8- Most Dangerous Dog Breeds “Huky”
Many people fall in love with this Nordic breed blessed with glacial blue eyes, but more and more owners are noticing they they’re appearing more and more on the list of breeds banned by insurance companies or housing authorities. Why is that? Perhaps it’s because they’re large, and look like wolves? Or most likely because of their appealing looks they often end up owned by irresponsible people who have no business in owning dogs? What we know for sure is that by standard, viciousness or extreme shyness is means for disqualification in the show ring. As other dogs, this breed blossoms with the right amount of socialization, training and exercise. They are even known for making poor guardians, to the point of inviting the occasional thief to a night of movies and some popcorn!
9- Most Dangerous Dog Breeds “Alaskan Malamute”

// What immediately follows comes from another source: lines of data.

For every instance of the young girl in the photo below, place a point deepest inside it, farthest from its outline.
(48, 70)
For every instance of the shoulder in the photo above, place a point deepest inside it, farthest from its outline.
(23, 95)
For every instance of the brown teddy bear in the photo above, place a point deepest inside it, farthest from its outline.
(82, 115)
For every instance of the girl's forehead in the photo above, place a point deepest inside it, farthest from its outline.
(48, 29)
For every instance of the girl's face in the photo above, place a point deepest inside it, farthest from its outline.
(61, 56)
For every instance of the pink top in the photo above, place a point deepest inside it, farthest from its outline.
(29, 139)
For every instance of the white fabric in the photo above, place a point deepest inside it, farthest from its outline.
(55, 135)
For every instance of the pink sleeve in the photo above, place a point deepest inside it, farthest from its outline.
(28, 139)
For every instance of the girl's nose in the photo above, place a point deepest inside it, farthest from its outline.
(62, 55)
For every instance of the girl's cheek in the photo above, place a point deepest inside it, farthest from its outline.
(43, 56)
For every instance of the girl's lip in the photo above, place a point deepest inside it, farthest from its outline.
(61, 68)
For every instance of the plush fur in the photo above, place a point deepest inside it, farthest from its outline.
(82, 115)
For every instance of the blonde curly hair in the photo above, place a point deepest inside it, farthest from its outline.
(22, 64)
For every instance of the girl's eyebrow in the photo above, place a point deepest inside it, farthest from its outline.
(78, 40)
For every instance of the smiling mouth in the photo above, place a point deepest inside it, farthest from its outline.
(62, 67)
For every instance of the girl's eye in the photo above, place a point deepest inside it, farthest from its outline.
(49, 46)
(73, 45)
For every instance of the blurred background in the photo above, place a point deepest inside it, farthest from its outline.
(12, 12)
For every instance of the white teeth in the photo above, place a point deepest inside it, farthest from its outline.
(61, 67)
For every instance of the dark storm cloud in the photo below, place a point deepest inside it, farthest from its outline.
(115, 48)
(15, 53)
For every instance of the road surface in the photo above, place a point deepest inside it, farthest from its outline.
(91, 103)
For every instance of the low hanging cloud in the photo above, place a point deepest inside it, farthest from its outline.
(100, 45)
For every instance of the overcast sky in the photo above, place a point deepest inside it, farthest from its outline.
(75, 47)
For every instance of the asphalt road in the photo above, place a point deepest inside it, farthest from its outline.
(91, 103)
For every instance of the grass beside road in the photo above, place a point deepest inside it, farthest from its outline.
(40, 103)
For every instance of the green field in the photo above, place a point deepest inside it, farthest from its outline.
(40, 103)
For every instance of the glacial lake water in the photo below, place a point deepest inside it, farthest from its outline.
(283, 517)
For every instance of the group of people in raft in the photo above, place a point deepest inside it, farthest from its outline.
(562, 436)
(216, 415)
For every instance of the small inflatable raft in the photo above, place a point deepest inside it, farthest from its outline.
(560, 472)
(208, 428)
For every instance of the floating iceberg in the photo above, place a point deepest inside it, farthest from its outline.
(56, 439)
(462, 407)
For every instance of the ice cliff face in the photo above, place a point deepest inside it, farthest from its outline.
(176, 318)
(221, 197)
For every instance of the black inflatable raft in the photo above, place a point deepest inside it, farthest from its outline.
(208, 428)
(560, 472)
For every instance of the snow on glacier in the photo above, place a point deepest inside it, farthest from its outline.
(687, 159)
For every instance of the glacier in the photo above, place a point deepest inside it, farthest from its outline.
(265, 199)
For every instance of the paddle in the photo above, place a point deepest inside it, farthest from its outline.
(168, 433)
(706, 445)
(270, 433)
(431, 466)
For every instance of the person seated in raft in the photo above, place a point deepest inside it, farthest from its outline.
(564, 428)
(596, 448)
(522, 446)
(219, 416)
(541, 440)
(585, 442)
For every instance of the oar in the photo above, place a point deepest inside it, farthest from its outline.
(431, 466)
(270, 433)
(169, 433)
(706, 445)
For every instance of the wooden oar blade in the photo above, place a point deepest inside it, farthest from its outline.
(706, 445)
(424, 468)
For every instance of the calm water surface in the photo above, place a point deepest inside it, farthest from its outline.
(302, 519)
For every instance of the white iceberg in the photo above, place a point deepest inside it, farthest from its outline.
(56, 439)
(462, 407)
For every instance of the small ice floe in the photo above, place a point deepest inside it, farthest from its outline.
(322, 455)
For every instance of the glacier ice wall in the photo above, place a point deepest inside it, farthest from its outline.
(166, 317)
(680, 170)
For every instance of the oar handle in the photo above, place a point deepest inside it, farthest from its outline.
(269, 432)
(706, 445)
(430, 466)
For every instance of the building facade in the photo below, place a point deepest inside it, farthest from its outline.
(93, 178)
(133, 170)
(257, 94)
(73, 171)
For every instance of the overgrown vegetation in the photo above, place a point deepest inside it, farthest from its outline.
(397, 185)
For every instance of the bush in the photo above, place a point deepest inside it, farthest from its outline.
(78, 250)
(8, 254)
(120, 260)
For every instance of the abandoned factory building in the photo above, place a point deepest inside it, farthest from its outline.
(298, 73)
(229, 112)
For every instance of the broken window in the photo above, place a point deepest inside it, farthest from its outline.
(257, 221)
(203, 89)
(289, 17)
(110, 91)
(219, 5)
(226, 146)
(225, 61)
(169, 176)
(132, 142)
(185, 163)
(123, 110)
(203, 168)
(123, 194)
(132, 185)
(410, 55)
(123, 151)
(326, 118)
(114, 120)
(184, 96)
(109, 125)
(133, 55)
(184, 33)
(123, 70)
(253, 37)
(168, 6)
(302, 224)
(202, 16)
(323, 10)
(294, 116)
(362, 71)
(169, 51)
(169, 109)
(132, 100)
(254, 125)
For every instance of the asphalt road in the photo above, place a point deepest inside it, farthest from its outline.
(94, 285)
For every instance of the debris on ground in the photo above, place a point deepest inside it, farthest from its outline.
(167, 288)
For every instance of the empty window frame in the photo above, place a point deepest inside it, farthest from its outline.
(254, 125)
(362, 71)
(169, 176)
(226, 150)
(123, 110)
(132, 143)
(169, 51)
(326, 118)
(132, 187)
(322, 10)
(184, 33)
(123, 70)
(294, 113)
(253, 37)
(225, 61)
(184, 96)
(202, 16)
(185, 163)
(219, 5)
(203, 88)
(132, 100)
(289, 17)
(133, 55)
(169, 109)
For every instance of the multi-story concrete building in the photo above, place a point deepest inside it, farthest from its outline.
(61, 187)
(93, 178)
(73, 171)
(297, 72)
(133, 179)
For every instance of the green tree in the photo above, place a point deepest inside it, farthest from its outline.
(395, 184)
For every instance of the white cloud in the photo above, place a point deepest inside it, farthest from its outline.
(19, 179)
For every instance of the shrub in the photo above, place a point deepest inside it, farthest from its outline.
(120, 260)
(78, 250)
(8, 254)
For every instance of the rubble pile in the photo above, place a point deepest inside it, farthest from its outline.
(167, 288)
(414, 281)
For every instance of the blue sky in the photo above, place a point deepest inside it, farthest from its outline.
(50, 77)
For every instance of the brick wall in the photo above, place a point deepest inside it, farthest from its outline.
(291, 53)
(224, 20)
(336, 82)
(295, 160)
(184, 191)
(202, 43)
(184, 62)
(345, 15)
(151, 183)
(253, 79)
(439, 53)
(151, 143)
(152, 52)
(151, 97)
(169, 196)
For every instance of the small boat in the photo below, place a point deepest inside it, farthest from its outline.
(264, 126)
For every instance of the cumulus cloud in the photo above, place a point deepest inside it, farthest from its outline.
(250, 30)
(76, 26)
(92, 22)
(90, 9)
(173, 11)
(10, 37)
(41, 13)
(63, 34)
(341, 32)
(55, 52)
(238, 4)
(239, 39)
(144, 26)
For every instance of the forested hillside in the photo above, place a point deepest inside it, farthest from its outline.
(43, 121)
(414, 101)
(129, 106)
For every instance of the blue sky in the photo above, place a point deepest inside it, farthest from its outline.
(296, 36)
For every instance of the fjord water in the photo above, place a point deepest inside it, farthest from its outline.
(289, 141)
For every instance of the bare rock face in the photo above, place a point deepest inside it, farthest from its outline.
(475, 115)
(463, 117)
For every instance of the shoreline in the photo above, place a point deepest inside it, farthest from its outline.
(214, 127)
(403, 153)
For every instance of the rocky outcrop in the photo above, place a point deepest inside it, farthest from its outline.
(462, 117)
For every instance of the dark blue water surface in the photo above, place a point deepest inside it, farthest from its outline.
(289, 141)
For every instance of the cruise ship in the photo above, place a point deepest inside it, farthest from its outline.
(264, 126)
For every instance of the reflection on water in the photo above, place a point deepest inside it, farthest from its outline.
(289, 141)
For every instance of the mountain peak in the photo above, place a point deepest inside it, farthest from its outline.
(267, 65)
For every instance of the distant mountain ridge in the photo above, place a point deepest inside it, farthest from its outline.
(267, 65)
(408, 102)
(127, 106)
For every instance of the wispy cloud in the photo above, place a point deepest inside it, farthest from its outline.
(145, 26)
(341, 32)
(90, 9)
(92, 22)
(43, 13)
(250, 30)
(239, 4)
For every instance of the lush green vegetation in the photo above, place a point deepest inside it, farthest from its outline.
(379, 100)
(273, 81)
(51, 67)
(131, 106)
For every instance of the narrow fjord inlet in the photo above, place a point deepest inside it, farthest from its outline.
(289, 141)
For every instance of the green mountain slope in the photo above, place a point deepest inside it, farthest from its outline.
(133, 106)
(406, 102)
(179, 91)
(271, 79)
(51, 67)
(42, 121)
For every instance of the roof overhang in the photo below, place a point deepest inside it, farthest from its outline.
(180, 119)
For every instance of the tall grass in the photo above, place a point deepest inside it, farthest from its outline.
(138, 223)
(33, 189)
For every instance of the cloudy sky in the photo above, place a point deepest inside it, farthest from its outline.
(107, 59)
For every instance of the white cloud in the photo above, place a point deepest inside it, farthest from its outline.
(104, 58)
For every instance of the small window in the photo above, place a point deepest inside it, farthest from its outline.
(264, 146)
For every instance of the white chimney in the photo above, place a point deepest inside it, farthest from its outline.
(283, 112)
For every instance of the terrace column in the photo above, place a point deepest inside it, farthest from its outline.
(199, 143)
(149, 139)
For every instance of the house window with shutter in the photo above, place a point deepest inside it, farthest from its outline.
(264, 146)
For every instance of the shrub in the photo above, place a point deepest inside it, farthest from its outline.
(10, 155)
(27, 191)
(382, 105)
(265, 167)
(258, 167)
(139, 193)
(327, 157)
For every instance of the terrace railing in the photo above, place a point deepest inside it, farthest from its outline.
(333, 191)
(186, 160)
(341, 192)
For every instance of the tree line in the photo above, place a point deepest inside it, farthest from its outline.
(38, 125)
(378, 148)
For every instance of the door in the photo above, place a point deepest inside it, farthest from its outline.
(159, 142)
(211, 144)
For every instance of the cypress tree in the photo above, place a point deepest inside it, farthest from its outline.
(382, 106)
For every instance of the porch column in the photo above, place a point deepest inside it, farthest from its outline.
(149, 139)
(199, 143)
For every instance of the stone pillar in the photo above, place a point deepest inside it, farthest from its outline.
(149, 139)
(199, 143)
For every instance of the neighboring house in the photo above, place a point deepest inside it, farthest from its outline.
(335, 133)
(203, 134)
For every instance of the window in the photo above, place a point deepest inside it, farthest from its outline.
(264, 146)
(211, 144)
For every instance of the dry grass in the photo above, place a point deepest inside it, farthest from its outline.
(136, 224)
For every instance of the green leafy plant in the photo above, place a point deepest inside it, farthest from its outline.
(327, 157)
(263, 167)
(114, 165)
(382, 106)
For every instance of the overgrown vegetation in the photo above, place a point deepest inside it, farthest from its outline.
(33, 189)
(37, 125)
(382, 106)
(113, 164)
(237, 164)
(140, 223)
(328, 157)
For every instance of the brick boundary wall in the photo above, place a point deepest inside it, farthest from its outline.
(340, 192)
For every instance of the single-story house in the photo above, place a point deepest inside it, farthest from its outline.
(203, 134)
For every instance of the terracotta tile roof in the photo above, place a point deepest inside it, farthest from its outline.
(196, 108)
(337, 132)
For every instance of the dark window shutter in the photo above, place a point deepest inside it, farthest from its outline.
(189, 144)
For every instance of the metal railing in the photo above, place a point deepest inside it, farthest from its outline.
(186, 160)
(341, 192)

Often confused with the Siberian husky, the Alaskan malamute is an appealing Nordic breed with a striking coat and wolf-like markings. You may stumble on the occasional specimen playing the part of a wolf in some movies, truth is, though these dogs are completely domesticated. While his sheer size might scare off some people, those who know him well know that these are playful dogs that are loyal and have an outgoing disposition. Like all dogs listed here, with the right owners, these dogs are pleasure to own. Aggression is not typical of this breed; indeed, according to breed standard, any signs of aggression towards humans is unacceptable.
10- Most Dangerous Dog Breeds “Great Danes”
Yes, they’re large, there’s no doubt about that, but for many goods reasons they’re also affectionately called “gentle giants.” Once upon a time, landlords may have jokingly asked you “do you have a saddle for that dog?” now instead they back off, too much liability with such a big dog. With so many blacklisted and banned dogs we have seen so far, it’s sadly no longer a surprise to see this beautiful breed banned from some housing places and blacklisted by insurance companies. Weighing up to 150 pounds, it seems that nobody cares if your great dane puppy is just pulling to go greet and lick a person to death.
Video Source : Elite Facts
Sadly, the list of banned, restricted and/or blacklisted breeds nowadays tops over 70 breeds. If you happen to be an owner of any of these breeds, you can take some steps to fight BSL by learning more about the issue, becoming an ambassador for your breed and spreading knowledge– and if you don’t own any of these breeds, don’t relax; rather, consider that the list is always expanding, and your beloved dog may sadly end up on there as well.